For an estimator $\hat{θ}$ of a parameter $θ$ , bias is $E [\hat{θ}] - θ$ and variance is $E [(\hat{θ} - E [\hat{θ}])^{2}]$ . Mean-squared error decomposes as $MSE = Bias^{2} + Variance$ .

Why it matters

This decomposition is the statistical version of the bias–variance tradeoff familiar from ML: complex models have low bias but high variance; simple models have high bias but low variance. The same accounting applies to any estimator. Sample mean, regularized regression coefficient, importance sampling weight.

The decomposition

For estimator $\hat{θ}$ of a fixed (non-random) parameter $θ$ :

MSE (\hat{θ}) = E [(\hat{θ} - θ)^{2}] = E [(\hat{θ} - E \hat{θ})^{2}] + (E \hat{θ} - θ)^{2} = Var (\hat{θ}) + Bias (\hat{θ})^{2} .

The cross-term vanishes because $E [\hat{θ} - E \hat{θ}] = 0$ . Two-line derivation; central to all of statistics.

Why biased estimators can be useful

Unbiased estimators ( $E \hat{θ} = θ$ ) are not always optimal. A biased estimator with much lower variance can have lower MSE.

Examples:

Estimator	Bias	Variance	When better
Sample mean	0	$σ^{2} / n$	universal
Sample variance with $n - 1$	0	larger	unbiased baseline
Sample variance with $n$ (MLE)	small negative	smaller	when minimizing MSE
Ridge regression	nonzero	smaller than OLS	when $X^{⊤} X$ is ill-conditioned
Stein estimator	shrinkage bias	strictly lower	always for $\geq 3$ dimensions

The James-Stein estimator (1961) famously dominates the sample mean in $\geq 3$ dimensions despite being biased.
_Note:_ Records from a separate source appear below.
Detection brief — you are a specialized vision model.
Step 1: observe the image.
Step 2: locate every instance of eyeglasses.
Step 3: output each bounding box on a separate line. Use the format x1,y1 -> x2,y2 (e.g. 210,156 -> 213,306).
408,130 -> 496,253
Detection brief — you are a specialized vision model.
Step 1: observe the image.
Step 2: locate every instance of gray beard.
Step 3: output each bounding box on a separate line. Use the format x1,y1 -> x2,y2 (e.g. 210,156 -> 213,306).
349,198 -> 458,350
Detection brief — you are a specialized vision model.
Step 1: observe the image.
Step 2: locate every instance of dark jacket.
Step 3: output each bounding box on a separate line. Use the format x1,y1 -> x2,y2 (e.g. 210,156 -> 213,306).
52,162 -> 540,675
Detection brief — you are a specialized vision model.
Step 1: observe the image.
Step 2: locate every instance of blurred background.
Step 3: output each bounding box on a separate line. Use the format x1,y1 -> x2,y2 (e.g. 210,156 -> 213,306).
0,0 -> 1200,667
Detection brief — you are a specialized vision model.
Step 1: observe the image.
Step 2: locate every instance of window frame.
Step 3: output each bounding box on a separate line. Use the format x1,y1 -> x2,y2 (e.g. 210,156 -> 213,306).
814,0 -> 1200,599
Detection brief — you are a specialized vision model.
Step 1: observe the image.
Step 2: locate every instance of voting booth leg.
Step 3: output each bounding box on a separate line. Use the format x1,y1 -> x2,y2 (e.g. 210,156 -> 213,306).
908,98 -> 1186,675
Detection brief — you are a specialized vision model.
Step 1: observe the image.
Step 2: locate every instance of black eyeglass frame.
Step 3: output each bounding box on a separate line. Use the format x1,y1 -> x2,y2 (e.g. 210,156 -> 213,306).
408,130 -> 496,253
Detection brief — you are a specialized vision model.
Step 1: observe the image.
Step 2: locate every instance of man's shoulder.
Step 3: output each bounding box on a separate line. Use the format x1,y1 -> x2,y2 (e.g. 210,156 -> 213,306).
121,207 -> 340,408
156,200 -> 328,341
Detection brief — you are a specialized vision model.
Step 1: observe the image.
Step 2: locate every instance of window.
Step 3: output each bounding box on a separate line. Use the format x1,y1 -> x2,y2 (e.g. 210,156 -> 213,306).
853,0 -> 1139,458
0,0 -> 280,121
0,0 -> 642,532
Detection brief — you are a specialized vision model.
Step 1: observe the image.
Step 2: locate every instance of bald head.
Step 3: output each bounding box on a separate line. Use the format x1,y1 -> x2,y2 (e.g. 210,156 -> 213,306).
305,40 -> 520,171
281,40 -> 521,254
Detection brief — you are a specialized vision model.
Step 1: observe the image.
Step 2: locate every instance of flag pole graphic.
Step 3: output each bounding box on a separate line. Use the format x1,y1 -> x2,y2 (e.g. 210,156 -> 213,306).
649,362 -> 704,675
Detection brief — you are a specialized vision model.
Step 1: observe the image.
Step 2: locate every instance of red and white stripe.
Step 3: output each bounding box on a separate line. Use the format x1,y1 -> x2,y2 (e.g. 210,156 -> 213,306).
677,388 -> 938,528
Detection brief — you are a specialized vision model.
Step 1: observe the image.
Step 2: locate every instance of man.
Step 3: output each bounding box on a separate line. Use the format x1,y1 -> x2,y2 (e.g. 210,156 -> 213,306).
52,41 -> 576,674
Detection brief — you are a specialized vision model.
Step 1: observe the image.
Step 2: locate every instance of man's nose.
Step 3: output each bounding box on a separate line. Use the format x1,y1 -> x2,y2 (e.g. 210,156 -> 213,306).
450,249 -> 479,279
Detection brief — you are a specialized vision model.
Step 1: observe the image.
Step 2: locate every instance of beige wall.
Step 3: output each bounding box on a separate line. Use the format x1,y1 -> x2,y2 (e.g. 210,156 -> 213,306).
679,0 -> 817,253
Connection to ML model selection

In supervised learning, the same decomposition holds for the prediction error of a model:

E [(y - \hat{f} (x))^{2}] = Var (\hat{f} (x)) + Bias (\hat{f} (x))^{2} + σ_{ε}^{2} .

The $σ_{ε}^{2}$ term is irreducible noise. Increasing model capacity decreases bias but increases variance; regularization shifts the tradeoff toward higher bias.

Common pitfalls

Equating “biased” with “bad.” Many useful estimators are biased; lower MSE is what matters.
Reporting variance without specifying what’s random. “Variance of the estimator” is over re-sampling the data; “variance of the prediction” is over both data and inputs. Different objects.
Forgetting that the cross-term vanishes only against the expectation of $\hat{θ}$ . Random fixed offsets ruin the decomposition.
Confusing estimator variance with model variance. Estimator variance is a property of the estimation procedure; model variance is a property of the model class.